# South GA



## SouthGAHunter (Nov 13, 2013)

Looking to lease piece of land in the Tift, Tuner, Crisp, Worth, Ben Hill, Wilcox, Irwin area. 

Willing to start leasing as soon as land is available.

Size does not matter. 

Not really interested in existing clubs. Haven't had a great experience with them in the past.

Mainly will bow hunt property. Might be a few mornings when the lazy bug bites that I grab a rifle. Glad to sign bow only agreement, however, if that's what is desired.  Happy to get my own insurance.

I work in public safety, so hunting time is fairly limited due to juggling work schedule, family, church, etc. Just looking for a place to be able to get away and enjoy some quiet time and hopefully enjoy some hunting.

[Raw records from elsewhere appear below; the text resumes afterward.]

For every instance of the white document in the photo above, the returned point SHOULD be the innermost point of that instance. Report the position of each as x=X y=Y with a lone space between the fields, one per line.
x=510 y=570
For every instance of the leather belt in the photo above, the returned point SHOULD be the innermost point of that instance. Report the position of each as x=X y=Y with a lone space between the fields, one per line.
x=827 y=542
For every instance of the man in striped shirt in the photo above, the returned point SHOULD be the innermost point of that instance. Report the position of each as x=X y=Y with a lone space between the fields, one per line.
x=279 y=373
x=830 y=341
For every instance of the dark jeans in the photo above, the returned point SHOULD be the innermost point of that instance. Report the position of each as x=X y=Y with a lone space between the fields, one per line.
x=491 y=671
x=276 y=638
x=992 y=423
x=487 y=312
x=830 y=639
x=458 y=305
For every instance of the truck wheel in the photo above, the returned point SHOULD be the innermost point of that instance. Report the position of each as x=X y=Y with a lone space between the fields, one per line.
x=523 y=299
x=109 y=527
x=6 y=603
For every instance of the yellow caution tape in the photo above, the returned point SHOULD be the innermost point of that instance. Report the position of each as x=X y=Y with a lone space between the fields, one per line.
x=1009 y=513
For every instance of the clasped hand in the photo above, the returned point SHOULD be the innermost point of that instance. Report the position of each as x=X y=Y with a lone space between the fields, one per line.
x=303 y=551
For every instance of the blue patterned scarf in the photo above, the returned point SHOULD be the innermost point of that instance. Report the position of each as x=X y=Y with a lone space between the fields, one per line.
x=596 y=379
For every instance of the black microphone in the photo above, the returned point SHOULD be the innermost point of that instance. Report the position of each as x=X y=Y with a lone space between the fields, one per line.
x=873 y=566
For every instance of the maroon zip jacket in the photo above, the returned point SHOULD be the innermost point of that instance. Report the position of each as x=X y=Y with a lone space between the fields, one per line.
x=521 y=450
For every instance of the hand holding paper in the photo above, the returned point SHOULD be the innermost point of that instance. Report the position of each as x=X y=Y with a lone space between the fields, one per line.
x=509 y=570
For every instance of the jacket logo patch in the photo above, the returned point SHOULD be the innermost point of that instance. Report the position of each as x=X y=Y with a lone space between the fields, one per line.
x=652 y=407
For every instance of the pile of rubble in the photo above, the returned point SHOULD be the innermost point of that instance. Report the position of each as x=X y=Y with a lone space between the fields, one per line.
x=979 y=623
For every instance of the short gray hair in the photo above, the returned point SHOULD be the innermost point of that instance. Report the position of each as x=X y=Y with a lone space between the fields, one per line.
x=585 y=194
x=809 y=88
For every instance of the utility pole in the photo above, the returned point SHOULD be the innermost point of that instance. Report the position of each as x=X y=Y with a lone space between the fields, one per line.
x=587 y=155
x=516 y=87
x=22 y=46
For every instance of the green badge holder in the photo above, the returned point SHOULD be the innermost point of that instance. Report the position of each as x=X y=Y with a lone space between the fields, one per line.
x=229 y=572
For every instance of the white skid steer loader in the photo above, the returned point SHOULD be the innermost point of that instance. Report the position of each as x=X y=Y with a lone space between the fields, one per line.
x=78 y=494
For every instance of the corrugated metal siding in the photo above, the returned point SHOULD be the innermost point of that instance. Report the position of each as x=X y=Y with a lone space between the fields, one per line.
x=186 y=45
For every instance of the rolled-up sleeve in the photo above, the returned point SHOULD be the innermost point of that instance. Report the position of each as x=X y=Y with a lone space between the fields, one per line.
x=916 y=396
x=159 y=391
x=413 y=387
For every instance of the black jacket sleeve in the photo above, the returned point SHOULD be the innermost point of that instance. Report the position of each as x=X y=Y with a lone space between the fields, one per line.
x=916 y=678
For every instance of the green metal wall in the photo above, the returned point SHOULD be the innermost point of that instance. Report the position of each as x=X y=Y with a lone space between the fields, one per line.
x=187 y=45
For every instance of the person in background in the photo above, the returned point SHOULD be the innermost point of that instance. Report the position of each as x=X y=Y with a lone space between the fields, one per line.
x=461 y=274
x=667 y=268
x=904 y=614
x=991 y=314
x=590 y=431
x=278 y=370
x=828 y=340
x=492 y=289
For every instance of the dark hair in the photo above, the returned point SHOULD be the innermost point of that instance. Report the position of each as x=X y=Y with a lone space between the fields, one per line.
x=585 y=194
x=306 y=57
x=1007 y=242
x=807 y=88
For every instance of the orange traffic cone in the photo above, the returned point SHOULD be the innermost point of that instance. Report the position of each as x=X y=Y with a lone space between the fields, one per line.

PM me with any possible leads. 

Thank you in advance, God bless.


----------



## drewis (Nov 13, 2013)

*Wilcox*

Rayonier has land available in Wilcox south of Abbeville.  Look on their web site.


----------



## SouthGAHunter (Nov 15, 2013)

I'll take a look, thank you!


----------



## SouthGAHunter (Dec 12, 2013)

Still looking.....will also sub-lease for turkeys


----------



## fla8point (Jan 9, 2014)

i have 355 acres in Ben Hill co that you can have exclusively thru turkey season with the option to renew in June for all hunting rights. 904 322-2140


----------



## SouthGAHunter (Mar 10, 2014)

Still looking guys and gals......thanks for the replies so far


----------



## SouthGAHunter (Mar 25, 2014)

One more try.....turkey only lease?


----------



## SouthGAHunter (Jul 2, 2014)

Anything?


----------



## holton27596 (Jul 2, 2014)

I have a small farm in Camden County. It is covered in Turkeys. I have no idea how to call them. Next season, you show me how to call them and I will let you turkey hunt the farm. A little over 90 acres, half open, half wooded.


----------